Park and Forest Service officials, however, continue to stand by the guidelines - blaming this summer's severe and unexpected drought, rather than the policy, for the fires.

It is estimated that fires as extensive as those currently burning in Yellowstone and the West have not been seen in 200 to 400 years.

``During the past 16 years, our experience has taught us that tens of thousands of lightning strikes fizzle out and burn no significant acreage at all,'' Mr. Mott told a news conference in Washington last week.

``If a fire is a threat to life or property or threatens to go outside of our boundaries and is unacceptable, suppression operations are begun,'' he says.

That rationale has satisfied most mainline environmental groups. ``A hundred ninety-nine years out of 200, it works,'' says Michael Scott of the Wilderness Society about the policy. ``This is the 200th year.''

But some environmentalists aren't letting the policy off the hook so easily.

Playing God in Yellowstone?

``Natural regulation is based on the assumption that the areas being managed are in original condition,'' says Alston Chase, author of the 1986 book ``Playing God in Yellowstone'' and an outspoken critic of Park Service policies who has been watching Yellowstone for more than 40 years. ``In fact,'' Mr. Chase contends, wilderness areas in North America have been ``radically altered since European man arrived.''

The current fire management policy, Chase says, follows on the heels of a policy that mandated suppression of all forest fires between 1872 and 1972. The sequence of policies failed to account for the buildup of more than 100 years of natural fuels - the dead wood, brush and pine cones especially prone to wildfires, Chase says.

Were those fuels to be consumed by truly natural fires - which occurred in Yellowstone every 40 years prior to 1872 according to tree ring studies - the effect of fire on the wilderness would be salutary, Chase says. But the huge buildup and extreme dryness of fuels this year, fires burn hotter and are likely to damage the wilderness system, Chase says. (Officials put brush and tree-moisture levels at around 2 percent this season. By comparison, kiln-dried lumber holds 12 percent moisture.)

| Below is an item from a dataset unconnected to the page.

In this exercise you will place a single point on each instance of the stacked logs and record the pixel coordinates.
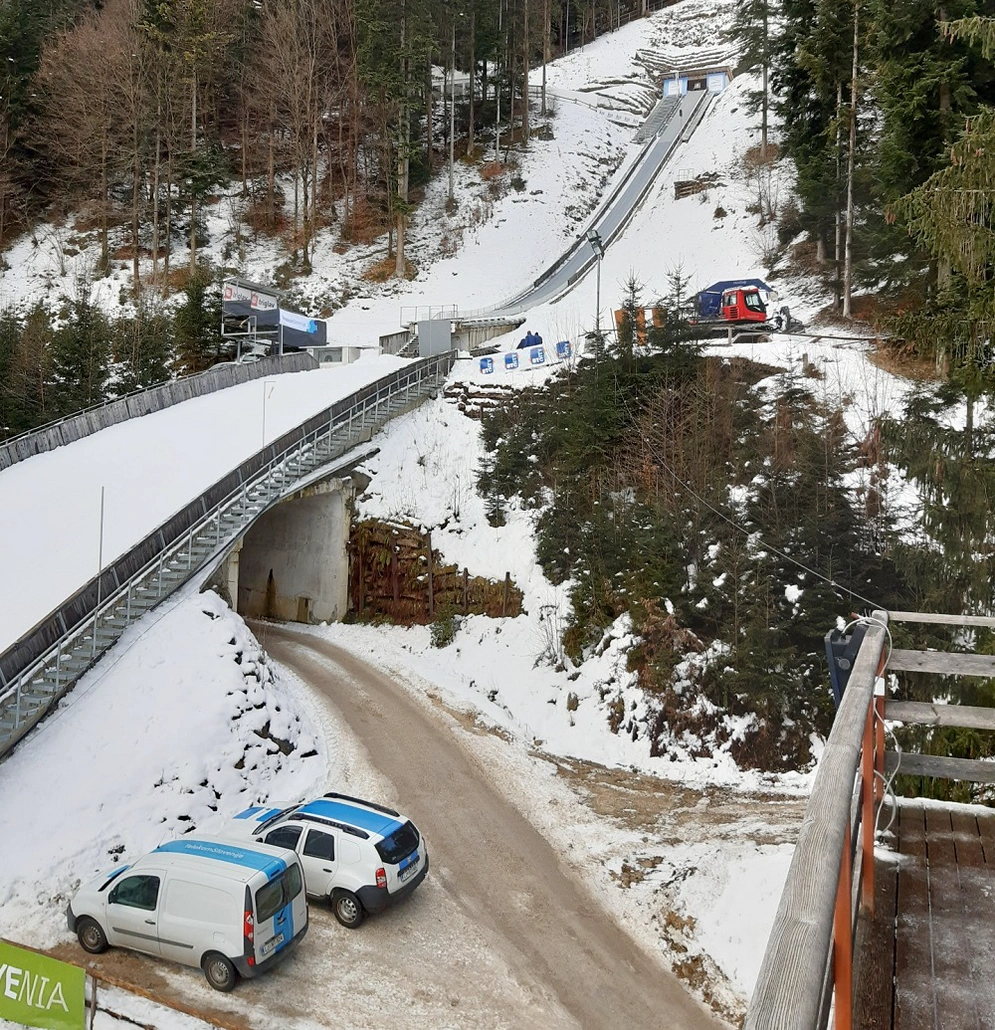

Park authorities hold little regard for Chase's position and would not respond to it, a Yellowstone spokesman says.

Mainline environmentalists take issue with Chase's position, saying he is too bound by a vision of what Yellowstone used to be. ``It sounds good in the abstract,'' says Hank Fischer of Defenders of Wildlife, ``but is not too realistic in a practical sense.''

Others point out that widespread, controlled burning could reduce the excess fuels in the forest. But there's no guarantee that a wilderness will not be damaged by natural fires that skip over the open spaces created by controlled burns or by controlled burns that go out of control, mainline environmentalists say.

Future fire policy

Despite their differences on present fire management policy, Chase, other environmentalists, and government fire managers agree on one issue: This year's fires should not be allowed to swell sentiment for total fire suppression in the future.

The century of mandatory fire suppression prior to 1972 grew out of widespread frustration with catastrophic forest fires, says Brien Culhane of the National Parks and Conservation Association.

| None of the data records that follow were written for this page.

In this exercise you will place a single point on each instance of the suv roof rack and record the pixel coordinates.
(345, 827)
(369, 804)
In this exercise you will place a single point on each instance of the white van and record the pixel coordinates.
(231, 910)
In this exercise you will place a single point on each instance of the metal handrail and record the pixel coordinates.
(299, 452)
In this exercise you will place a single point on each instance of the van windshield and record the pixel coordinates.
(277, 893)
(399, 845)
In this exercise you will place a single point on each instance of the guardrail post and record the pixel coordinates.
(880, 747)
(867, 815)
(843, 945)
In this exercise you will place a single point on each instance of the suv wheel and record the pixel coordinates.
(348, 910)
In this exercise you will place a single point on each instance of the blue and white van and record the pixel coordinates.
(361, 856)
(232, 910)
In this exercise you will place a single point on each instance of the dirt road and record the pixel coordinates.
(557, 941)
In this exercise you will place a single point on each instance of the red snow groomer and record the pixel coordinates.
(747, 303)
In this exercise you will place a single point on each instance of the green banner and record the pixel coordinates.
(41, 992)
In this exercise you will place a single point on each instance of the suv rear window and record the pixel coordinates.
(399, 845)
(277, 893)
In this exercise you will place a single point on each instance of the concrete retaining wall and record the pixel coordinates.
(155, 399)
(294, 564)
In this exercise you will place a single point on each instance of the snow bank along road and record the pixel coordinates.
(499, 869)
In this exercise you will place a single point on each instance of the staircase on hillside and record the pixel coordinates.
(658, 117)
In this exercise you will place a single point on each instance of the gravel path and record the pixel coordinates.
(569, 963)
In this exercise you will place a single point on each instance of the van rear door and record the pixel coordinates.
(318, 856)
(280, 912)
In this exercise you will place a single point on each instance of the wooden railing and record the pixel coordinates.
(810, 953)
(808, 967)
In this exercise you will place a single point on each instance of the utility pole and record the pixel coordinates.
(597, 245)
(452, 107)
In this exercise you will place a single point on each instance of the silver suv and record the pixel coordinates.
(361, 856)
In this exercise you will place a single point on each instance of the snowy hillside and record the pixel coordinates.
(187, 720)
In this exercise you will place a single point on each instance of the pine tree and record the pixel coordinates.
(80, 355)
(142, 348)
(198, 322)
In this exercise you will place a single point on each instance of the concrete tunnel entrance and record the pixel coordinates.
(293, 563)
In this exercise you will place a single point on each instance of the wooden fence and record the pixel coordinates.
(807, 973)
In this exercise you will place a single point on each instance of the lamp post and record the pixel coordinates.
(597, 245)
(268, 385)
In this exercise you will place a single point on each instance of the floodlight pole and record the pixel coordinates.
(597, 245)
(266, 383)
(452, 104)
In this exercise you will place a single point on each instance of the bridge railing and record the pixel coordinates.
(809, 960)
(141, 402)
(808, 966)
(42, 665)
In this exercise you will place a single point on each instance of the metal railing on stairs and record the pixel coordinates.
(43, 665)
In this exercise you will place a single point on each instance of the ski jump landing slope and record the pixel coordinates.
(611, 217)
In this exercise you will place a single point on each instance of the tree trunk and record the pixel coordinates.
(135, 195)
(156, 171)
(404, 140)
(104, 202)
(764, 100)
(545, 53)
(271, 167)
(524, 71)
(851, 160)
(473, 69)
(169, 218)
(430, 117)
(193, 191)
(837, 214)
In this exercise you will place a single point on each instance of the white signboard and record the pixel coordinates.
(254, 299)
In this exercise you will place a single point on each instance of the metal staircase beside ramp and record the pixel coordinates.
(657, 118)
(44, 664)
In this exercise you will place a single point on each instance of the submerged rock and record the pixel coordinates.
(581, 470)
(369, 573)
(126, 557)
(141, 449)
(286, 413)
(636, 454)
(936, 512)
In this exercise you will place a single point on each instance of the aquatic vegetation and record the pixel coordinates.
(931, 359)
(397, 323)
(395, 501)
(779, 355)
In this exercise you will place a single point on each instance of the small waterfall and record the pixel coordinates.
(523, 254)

A forest fire in Peshtigo, Wis., in October 1871, killed some 1,500 people - sparking a movement to stamp out wildfires whenever and wherever they occurred, Mr. Culhane says.

The Peshtigo fire, together with subsequent catastrophies in the late 19th and early 20th century galvanized the policy of total fire suppression that remained in place until 1972.

``What would be tragic,'' Culhane says, ``is if we had the same reaction now as happened back then.'' A new policy favoring fire suppression would pave the way for yet another catastrophic fire season years from now, he says.

Park officials and businesspeople in the Yellowstone area are working hard to defeat the perception that the forestlands burned so far have created a moonscape at the park and elsewhere.

While fire boundaries currently encompass more than 4 million acres nationwide, they note, not all of the area where the fires have passed will be charred or necessarily touched.